Driving API Client Resiliency: How to enforce Postel’s Law by violating Postel’s Law…

As a vendor of a SaaS used heavily by large enterprises, a key capability of our platform are APIs that allow integrations with our clients’ internal systems as well as our technology partners’ platforms.

The reality that follows any 2nd-party accessible APIs is that we often wield very little control over the quality of the client code that accesses our system — as such we must make our system resilient and assume the worst of our API consumers.

To allow as much forward compatibility as possible, we want any client code (whether internal or external) to follow Postel’s Law (well explained in PACT’s specification philosophy) to prevent integrations from relying on temporary side-effects in our APIs and ensure they are forward-compatible with minor changes in our APIs.

We’ve had examples in the past where client integrations broke due to a minor property ordering change or an additional property in the API response.

This poses real difficulty upgrading our APIs to newer versions despite their backwards-compatibility with the existing published contract.

In the past, while the contract was clearly outlined (in the form of documentation rather than code, at the time) and the 3rd-party developers who implemented the integrations were meant to follow it, commercial reality forced us to deploy compatibility workarounds which added complexity to our codebase.

Thus we want to ensure client code is built in a way which is both resilient and tolerant to backwards compatible API changes, but how do we influence an implementation that is outside of our control?


We are planning to experiment with what are essentially counter-measures to unhealthy assumptions about the content of our API responses.

While we can’t control the quality of the client code, we can limit any assumptions 3rd parties can make as to the format of our API responses by introducing acceptable levels of variance into the response.

By acceptable, we mean any variations that are:

  • Easily added during the serialisation stage of the response without changing business logic, and
  • Still adhere to the API contract

You may still consider these measures dirty-tricks but they can potentially save us, our clients and our partners a significant amount of time & money.
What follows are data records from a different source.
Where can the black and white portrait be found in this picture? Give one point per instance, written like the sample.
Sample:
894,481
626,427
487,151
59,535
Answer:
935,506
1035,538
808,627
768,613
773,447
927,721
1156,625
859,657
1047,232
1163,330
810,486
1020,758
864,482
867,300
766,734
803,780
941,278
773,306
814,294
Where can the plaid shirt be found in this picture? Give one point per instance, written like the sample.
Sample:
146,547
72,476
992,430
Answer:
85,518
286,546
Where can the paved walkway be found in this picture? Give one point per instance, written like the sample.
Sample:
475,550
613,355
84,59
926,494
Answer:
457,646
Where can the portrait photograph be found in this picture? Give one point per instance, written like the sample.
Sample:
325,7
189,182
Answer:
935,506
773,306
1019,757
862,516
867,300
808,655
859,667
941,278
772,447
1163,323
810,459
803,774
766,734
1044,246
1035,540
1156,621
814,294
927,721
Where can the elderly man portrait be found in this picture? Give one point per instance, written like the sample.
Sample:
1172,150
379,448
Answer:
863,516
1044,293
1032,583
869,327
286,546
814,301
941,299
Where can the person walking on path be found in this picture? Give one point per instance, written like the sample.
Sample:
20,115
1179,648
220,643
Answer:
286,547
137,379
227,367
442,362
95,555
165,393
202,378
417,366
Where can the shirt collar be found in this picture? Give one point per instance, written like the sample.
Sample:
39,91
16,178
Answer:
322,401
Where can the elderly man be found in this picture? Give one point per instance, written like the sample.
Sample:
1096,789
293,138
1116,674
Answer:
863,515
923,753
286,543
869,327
The irony of breaking Postel’s Law to enforce Postel’s Law is not lost on the team.

These are some of the counter-measures we will be trialling:

  • Mixed ordering of keys
    Intent: prevent client code from relying on ordering of properties.
    Method: Randomise ordering of keys within objects in the JSON response.
  • Empty values vs. lack of keys
    Intent: To prevent consumers from expecting properties which may be optional. 
    Method: When there is no value for a particular property, randomly choose whether to return it as a null value or no key at all — both acceptable according to the JSON standard. 
    Example: { a: ‘A’, b: null } or { a: ‘A’ }
  • Random fake keys with null value
    Intent: Prevent a consumer from choking when receiving a response with new properties. 
    Method: An occasional random key with a null value.

As a team we may decide to only turn these counter measures on in a our integration staging environments only — we haven’t decided yet — we’ll experiment with how these are received by our API consumers and report back.